A prefeita de Campo Grande, Adriane Lopes (PP), vetou integralmente o projeto de lei que pretendia proibir o uso da palavra “gratuito” em comunicações oficiais sobre bens e serviços públicos financiados por tributos municipais.
Segundo o texto divulgado no Diário Oficial de Campo Grande (Diogrande), o projeto estabelecia sanções administrativas aos órgãos públicos, prevendo advertência e multa de até 20% do orçamento destinado à campanha publicitária em caso de reincidência. A proposta também determinava prazo para que o Poder Executivo regulamentasse a normativa.
Na justificativa do veto, Adriane Lopes se baseou em pareceres da Procuradoria-Geral do Município e da Secretaria Municipal da Fazenda. A prefeita alegou que a proposta interfere na organização administrativa e em atos de gestão exclusivos do Executivo, o que configuraria inconstitucionalidade formal por vício de iniciativa.
Ainda conforme a justificativa apresentada pela Prefeitura, a própria Constituição Federal utiliza o termo “gratuidade” para garantir direitos sociais, como no caso do ensino público.

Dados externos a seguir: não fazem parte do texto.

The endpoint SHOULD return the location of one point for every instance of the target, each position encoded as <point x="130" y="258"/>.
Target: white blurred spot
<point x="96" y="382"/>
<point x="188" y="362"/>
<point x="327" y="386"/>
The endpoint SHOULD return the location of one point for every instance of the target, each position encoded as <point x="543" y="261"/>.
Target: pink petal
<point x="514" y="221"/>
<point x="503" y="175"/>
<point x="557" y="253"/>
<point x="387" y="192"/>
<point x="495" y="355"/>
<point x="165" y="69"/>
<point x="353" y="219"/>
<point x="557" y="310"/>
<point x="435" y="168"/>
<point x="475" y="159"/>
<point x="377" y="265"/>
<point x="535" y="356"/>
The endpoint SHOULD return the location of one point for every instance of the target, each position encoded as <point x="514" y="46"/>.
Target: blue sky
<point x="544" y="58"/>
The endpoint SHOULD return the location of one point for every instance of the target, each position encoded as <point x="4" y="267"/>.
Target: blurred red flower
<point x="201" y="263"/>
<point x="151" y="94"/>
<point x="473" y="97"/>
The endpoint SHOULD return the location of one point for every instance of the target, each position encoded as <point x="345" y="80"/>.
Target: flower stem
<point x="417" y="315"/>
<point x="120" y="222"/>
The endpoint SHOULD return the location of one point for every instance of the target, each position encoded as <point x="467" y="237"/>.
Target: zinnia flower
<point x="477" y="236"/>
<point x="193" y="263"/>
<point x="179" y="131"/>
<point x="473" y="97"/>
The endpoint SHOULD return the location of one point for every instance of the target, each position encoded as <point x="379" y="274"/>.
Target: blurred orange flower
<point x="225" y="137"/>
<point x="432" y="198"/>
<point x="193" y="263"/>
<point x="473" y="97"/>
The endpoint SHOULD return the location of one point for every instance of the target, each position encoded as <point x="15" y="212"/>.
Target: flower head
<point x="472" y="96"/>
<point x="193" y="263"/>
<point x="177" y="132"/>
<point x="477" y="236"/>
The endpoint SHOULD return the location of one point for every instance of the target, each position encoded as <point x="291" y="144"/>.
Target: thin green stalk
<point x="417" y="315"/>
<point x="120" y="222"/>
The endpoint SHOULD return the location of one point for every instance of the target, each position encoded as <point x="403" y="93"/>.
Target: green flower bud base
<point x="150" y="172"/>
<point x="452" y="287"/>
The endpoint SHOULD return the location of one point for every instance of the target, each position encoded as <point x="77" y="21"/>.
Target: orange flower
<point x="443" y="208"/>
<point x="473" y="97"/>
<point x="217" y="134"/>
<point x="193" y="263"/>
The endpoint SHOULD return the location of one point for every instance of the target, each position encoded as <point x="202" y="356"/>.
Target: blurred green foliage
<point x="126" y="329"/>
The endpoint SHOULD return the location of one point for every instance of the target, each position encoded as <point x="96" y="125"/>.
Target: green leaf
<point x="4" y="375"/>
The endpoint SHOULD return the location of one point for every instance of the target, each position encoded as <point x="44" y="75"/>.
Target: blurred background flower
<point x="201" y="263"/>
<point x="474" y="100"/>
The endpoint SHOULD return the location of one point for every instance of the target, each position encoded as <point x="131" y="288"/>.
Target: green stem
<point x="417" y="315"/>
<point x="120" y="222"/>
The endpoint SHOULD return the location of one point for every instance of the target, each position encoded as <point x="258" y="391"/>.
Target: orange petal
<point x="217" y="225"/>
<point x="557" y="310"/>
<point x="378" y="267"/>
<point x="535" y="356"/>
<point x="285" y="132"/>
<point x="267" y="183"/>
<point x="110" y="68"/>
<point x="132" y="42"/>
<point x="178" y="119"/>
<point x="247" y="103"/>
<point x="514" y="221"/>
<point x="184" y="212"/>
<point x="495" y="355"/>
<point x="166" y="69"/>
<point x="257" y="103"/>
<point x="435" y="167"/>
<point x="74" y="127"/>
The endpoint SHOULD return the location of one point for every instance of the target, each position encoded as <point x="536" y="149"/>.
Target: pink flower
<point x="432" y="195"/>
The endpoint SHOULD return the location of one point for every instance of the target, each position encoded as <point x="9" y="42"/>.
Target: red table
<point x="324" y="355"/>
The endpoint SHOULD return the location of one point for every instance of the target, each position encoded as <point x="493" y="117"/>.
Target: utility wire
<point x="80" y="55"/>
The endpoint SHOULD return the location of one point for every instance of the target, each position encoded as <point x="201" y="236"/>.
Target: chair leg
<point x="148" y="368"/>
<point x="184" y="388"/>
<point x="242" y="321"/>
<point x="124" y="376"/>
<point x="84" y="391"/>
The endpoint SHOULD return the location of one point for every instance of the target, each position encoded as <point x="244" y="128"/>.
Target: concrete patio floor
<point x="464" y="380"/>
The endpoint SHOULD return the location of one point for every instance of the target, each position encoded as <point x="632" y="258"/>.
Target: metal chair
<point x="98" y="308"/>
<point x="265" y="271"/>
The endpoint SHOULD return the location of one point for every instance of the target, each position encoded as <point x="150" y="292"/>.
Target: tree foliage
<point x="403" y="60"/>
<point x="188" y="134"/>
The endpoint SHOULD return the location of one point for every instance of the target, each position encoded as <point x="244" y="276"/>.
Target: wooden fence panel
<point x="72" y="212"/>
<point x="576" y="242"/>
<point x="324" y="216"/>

O parecer jurídico também apontou que a imposição de multa sobre o orçamento de campanhas institucionais geraria o chamado fenômeno da “confusão jurídica”, no qual o próprio município acabaria aplicando multa contra si mesmo, sem impacto efetivo aos cofres públicos.
Com o veto integral, o projeto retorna agora para análise da Câmara Municipal de Campo Grande, onde os vereadores deverão decidir se mantêm ou derrubam a decisão do Executivo.